Research Software Blog: Turning Movement into Data
Contributed by Scott Henwood, Director, Research Software Program
So far, our Research Software blog posts have focused on projects that fit into traditional big data areas of scientific investigation such as astronomy and particle physics. Researchers in these areas get their raw data from large, expensive instruments such as space-based telescopes and particle accelerators. In recent times, data acquisition by mobile devices and the Internet of Things have made vast amounts of inexpensive information available to researchers in disciplines that have not traditionally been considered “big data”.
In this post, we look at Movement Plus Meaning (m+m), a Research Software Platform dedicated to observing and understanding human movement, created by researchers at Simon Fraser University. We’ll also explore the software technology underlying this Platform, which has uses far beyond movement analysis.
Why Understanding Human Movement is Important
You may be reading this on a mobile device such as a smart phone or tablet. If so, it is likely you can interact with this device through gestures made on the screen – swiping to scroll or switch pages, pinching to zoom and so on. As consumers, we become aware of new technologies like this through marketing efforts associated with the roll-out of new products. What we don’t usually see is the fundamental research required to make these devices a reality.
The m+m Platform supports research into all kinds of human movement, including gesture. At the heart of the Platform is the motion capture studio, a space in which the movements of one or more people can be captured by strategically placed motion capture and video cameras. By making the movement data available to computers for analysis, m+m enables research into a wide variety of issues related to human movement.
Movements created by athletes can be analyzed to improve performance and reduce injury. Infants and young children can be monitored as they grow to understand the normal developmental progression of human movement. This information can then be used to detect developmental problems in other young children as early as possible. Using human movement as input, computers can be taught to recognize and distinguish different types of human behaviour. Such an ability could be used in video security systems to automate threat detection.
How it Works
At its core, the m+m Platform contains software that connects input devices (called “sensors”) to output devices (called “effectors”). In human movement research, sensors include things like motion capture cameras or the Microsoft Kinect, while effectors include things like a video monitor for displaying a virtual environment, a holographic display of a human skeleton, or a robotic arm.
m+m makes use of high-speed networking technology to support multiple inputs and outputs simultaneously. This architecture allows collaborations among people in different locations. Assume you were interested in understanding how people interact in virtual meetings as an alternative to expensive and time-consuming travel. m+m would allow multiple people at different locations to attend such a meeting through avatars in a virtual environment. Thanks to the networking technology, all participants would have a unique, synchronized first-person view of this environment.
Other Applications of this Technology in Research
Although designed for human movement research, the ability of the m+m platform to connect arbitrary inputs to arbitrary outputs makes it well-suited to many other research disciplines – any research situation requiring inputs to act on outputs in real time. For example, using a hand gesture sensor, new methods of controlling remotely operated vehicles, such as those used in ocean exploration, could be studied. In genomics research, exploring complex 3D data sets can be navigated through real-time collaborative gestural or whole-body movement.

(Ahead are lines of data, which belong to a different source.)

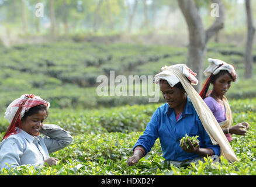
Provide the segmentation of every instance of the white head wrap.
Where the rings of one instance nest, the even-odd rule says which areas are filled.
[[[153,82],[155,84],[159,84],[160,79],[164,79],[167,81],[171,87],[179,82],[180,81],[177,77],[168,70],[169,68],[176,68],[179,70],[189,79],[191,84],[196,85],[198,84],[198,80],[195,77],[196,74],[184,64],[162,67],[161,69],[162,71],[155,75]]]
[[[212,74],[213,75],[217,74],[221,70],[227,70],[231,75],[233,81],[236,81],[237,74],[234,67],[226,63],[224,61],[219,59],[208,58],[208,62],[210,64],[206,70],[203,71],[205,76],[210,76]]]
[[[189,74],[186,75],[186,73],[184,72],[186,71],[186,70],[188,70]],[[224,158],[229,161],[238,161],[238,160],[212,111],[191,85],[195,81],[193,77],[195,77],[195,73],[189,70],[190,69],[185,64],[177,64],[169,67],[165,66],[162,68],[162,71],[155,76],[154,81],[155,84],[157,84],[159,83],[160,79],[163,79],[167,80],[170,85],[174,85],[177,79],[179,80],[186,94],[191,99],[202,124],[213,144],[219,145],[220,147],[220,154],[223,155]],[[190,77],[191,75],[193,77]],[[188,81],[186,77],[191,82]],[[193,80],[193,81],[191,80]],[[198,83],[198,81],[195,82],[196,82],[196,84]]]

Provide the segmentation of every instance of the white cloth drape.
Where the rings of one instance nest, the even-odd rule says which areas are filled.
[[[177,64],[178,65],[178,64]],[[181,71],[181,68],[177,67],[186,67],[185,64],[178,64],[175,66],[171,65],[164,67],[161,72],[156,75],[154,78],[154,82],[158,84],[160,79],[166,79],[174,75],[177,77],[186,91],[188,96],[199,117],[201,122],[205,127],[213,144],[219,144],[220,147],[220,155],[229,162],[238,161],[234,151],[232,150],[229,142],[227,141],[223,130],[217,123],[215,117],[205,103],[198,93],[193,88],[191,84],[186,78],[186,76]]]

In medicine, this technology can be used to allow surgeons to practice procedures in a safe, virtual environment. In an emergency when real surgery is required and a surgeon cannot get to the patient, this technology allows a surgeon to control a remote surgical robot, perhaps from thousands of kilometres away.

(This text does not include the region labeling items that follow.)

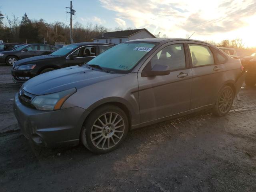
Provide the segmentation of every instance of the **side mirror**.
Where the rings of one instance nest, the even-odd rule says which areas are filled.
[[[156,64],[151,68],[151,63],[150,61],[142,72],[141,76],[144,77],[167,75],[170,74],[170,72],[169,66],[165,65]]]

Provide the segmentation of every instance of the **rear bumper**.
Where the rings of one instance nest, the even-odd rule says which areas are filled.
[[[236,86],[236,93],[235,95],[236,95],[240,89],[241,89],[241,87],[242,85],[243,85],[243,83],[244,83],[244,78],[245,77],[245,74],[246,73],[246,71],[243,71],[241,72],[241,74],[238,77],[236,82],[235,86]]]
[[[32,109],[20,102],[18,94],[14,111],[25,136],[48,147],[78,144],[81,128],[89,113],[78,107],[53,111]]]

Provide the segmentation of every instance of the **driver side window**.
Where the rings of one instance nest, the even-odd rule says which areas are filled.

Inputs to m+m do not even have to come directly from physical devices. A system that enables research into aircraft accidents could feed sensor data collected from the black boxes of an actual aircraft into a flight simulator to study pilot reaction.
Into the Future
The possibilities are limitless.
The m+m team has already entered into a collaboration with one of CANARIE’s other funded research projects, the VESTA video analysis platform from CRIM, to add video analysis to captured motion data. This will eliminate the need for subjects in motion capture rooms to wear special markers to assist in motion detection tracking. They have also entered into a joint investigation with another CANARIE-funded project, REALM from Western University, to evaluate and prototype connecting a robot arm to m+m. Imagine using a Kinect camera to control robot movement in real-time disaster response or in environmentally-hazardous geographical situations.
To allow others to make use of m+m in their own research, the team at Simon Fraser University has released installation packages for both Windows and Mac hosts, and have made the source code available to everyone under an open source license. They are currently developing a cloud-based infrastructure to further enhance m+m for distributed use.
It’s world-class science, done right here in Canada!